I remember when free agency first rolled around more than 30 years ago, and my first reaction was that if these guys are now being paid this kind of money, how badly were the guys from earlier generations getting hosed all those years?
That was an understandable conclusion, but significantly flawed, because the likely biggest reason that the dough started to flow so much after 1975 was that there was so much more dough to flow.
In short, the pie got a lot bigger. Our hobby would be a tidy microcosm of what happened in MLB. albeit perhaps an alarming one. The wild expansion of baseball card revenue in the early 1980s helped produce a bloated collector base, which in turn prompted a grotesque overproduction of cards, ultimately yielding a much smaller hobby/industry that was more clearly in line with reality.
It sure seems like that’s the path that Major League Baseball is on these days as the scale of the sport becomes ever-more grandiose and, dare we say, bloated.
And this was the second thing that I feared when I started to see huge contracts be shoved at ballplayers: that the “sport” would allow its structure to become such an expensive undertaking that eventually the very attributes that fostered the game’s popularity would be severely eroded, if not eliminated outright.

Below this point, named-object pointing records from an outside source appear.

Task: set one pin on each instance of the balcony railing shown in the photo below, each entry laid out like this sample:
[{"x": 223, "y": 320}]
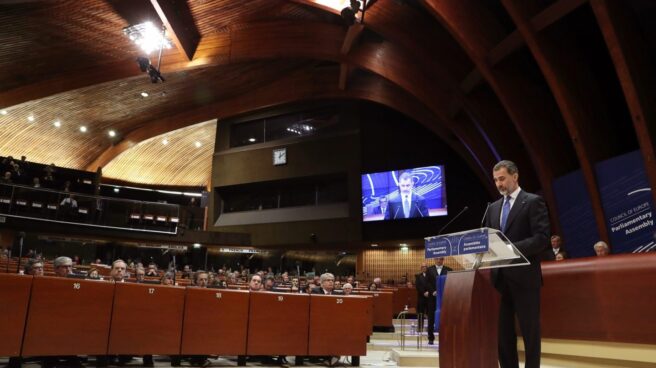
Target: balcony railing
[{"x": 65, "y": 207}]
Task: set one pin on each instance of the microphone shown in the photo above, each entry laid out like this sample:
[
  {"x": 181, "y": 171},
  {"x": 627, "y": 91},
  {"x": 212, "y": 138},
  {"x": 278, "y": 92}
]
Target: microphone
[
  {"x": 485, "y": 213},
  {"x": 418, "y": 210},
  {"x": 464, "y": 209}
]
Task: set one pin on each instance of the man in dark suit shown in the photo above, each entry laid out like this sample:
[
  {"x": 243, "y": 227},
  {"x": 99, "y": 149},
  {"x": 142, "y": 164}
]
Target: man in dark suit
[
  {"x": 408, "y": 204},
  {"x": 524, "y": 220},
  {"x": 429, "y": 290},
  {"x": 327, "y": 281},
  {"x": 382, "y": 208}
]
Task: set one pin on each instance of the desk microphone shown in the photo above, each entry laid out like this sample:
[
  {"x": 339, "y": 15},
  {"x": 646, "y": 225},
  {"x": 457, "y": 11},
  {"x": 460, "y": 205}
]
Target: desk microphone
[
  {"x": 485, "y": 213},
  {"x": 464, "y": 209}
]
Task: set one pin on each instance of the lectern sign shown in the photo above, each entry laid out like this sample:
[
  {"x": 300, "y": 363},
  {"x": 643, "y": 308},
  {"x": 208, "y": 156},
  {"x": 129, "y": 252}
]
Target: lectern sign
[{"x": 469, "y": 242}]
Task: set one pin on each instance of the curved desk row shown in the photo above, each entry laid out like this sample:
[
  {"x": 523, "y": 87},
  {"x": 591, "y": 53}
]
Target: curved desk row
[{"x": 45, "y": 316}]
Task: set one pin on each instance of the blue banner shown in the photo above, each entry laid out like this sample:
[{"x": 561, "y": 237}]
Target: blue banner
[
  {"x": 627, "y": 202},
  {"x": 475, "y": 241}
]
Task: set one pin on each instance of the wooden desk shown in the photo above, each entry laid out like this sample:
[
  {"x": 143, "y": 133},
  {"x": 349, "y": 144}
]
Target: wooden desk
[
  {"x": 383, "y": 308},
  {"x": 14, "y": 299},
  {"x": 339, "y": 325},
  {"x": 609, "y": 298},
  {"x": 278, "y": 324},
  {"x": 146, "y": 319},
  {"x": 68, "y": 317},
  {"x": 215, "y": 322}
]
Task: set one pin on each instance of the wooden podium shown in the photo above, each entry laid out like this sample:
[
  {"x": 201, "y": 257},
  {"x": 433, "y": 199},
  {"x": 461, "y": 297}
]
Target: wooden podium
[{"x": 468, "y": 321}]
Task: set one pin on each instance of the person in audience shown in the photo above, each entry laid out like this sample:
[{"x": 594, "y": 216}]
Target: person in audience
[
  {"x": 327, "y": 285},
  {"x": 119, "y": 269},
  {"x": 63, "y": 266},
  {"x": 202, "y": 279},
  {"x": 269, "y": 283},
  {"x": 187, "y": 273},
  {"x": 93, "y": 274},
  {"x": 34, "y": 267},
  {"x": 152, "y": 270},
  {"x": 167, "y": 279},
  {"x": 601, "y": 249},
  {"x": 255, "y": 284},
  {"x": 556, "y": 247},
  {"x": 139, "y": 275}
]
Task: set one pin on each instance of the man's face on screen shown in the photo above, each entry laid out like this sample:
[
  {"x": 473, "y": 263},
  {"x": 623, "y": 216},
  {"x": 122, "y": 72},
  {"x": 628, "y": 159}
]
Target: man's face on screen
[
  {"x": 405, "y": 186},
  {"x": 505, "y": 182}
]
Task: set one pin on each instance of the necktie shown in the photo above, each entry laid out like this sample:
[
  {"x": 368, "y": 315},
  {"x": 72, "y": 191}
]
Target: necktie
[
  {"x": 406, "y": 206},
  {"x": 504, "y": 212}
]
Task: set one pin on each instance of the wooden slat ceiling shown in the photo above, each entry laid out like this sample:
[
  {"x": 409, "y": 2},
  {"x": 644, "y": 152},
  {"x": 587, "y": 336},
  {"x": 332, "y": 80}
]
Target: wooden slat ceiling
[
  {"x": 481, "y": 74},
  {"x": 151, "y": 162}
]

Already the voracious appetite for revenue has placed MLB on a course that virtually guarantees that someday a charming little Mrs. Butterworth patch will someday be sewn first on the sleeve and then ultimately dotted around the front and the back of the uniform itself.
Now that’s something to be very afraid of, when Alex Rodriguez’s jersey starts to make him look like a flair-besotted waitress at a TGI Fridays.
(Associate editor Tom Bartsch contributed to this piece by coming up with the word “flair” for me, which does not show up in conventional dictionaries with a noun usage in that fashion. He also helped me with the TGI Fridays thingy.)